Devenir des places financières mondiales
Parallèlement à leurs investissements à l'étranger, les gouvernements du Golfe et de l'Arabie saoudite, dont les élites ont, pour la plupart, eu une formation dans les universités occidentales, injectent une partie de leurs " pétromilliards " dans des créneaux locaux. But visé : diversification de l'économie vers l'industrie, les infrastructures et les services, dont les revenus devraient compléter le plus tôt possible la rente pétrolière et créer des emplois pour les jeunes. Le calcul est simple : En attirant dans la région les firmes occidentales, celles-ci généreront une activité économique, sociale et culturelle qui attirera des touristes haut de gamme dont les dépenses ajouteront à la prospérité de la zone. Les yeux de l'Arabie saoudite et du Bahrein sont rivés sur la sidérurgie et l'aluminium.
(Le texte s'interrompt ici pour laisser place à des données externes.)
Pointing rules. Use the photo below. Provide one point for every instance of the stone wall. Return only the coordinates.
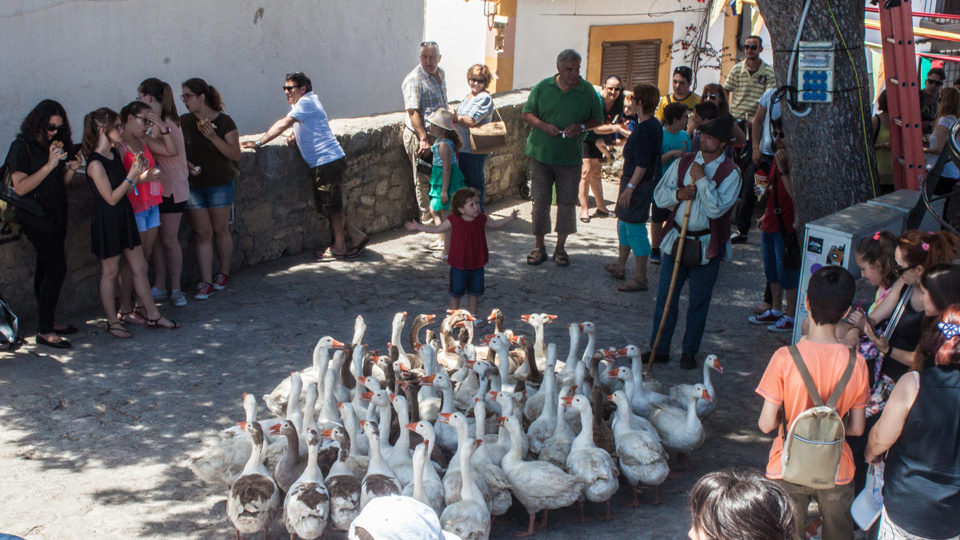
(274, 211)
Les Emirats arabes unis et le Qatar ont misé sur le tourisme, l'éducation et la recherche. Le Louvre ou la filière de la Sorbonne d'Abou-Dhabi témoignent d'un " recyclage culturel " de la manne.
La régression de la part du secteur des hydrocarbures dans le PIB de ces pays attestent cette volonté de sortir de la dépendance énergétique (elle est passée par exemple aux EAU de 70 % au milieu des années 1970 à 35 % en 2007 et a atteint au Bahrein 25 %). Selon le cabinet Mckinsey, 3 200 milliards de dollars seront placés dans le Golfe d'ici à 2020. Par ailleurs, le rêve de devenir des places financières mondiales trouve sa place sur la liste des ambitions des maîtres arabes de l'or noir. Et si Doubaï remplaçait un jour Wall Street ? Une question qui a sans doute effleuré leur esprit. Désertiques soient-ils, ces pays tentent d'avoir des pieds dans le sable. Etant conscients que le vieux mythe d'un pouvoir pétrolier inébranlable, à savoir, des réserves pléthoriques, n'existe plus. Jusqu'ici, les réalités assurent qu'ils sont sur la bonne voie. Même si l'avenir s'annonce encore de leur côté, avec un prix du baril à 300 dollars, si l'Iran arrêtait sa production, selon Chakib Khelil, président de l'Opep.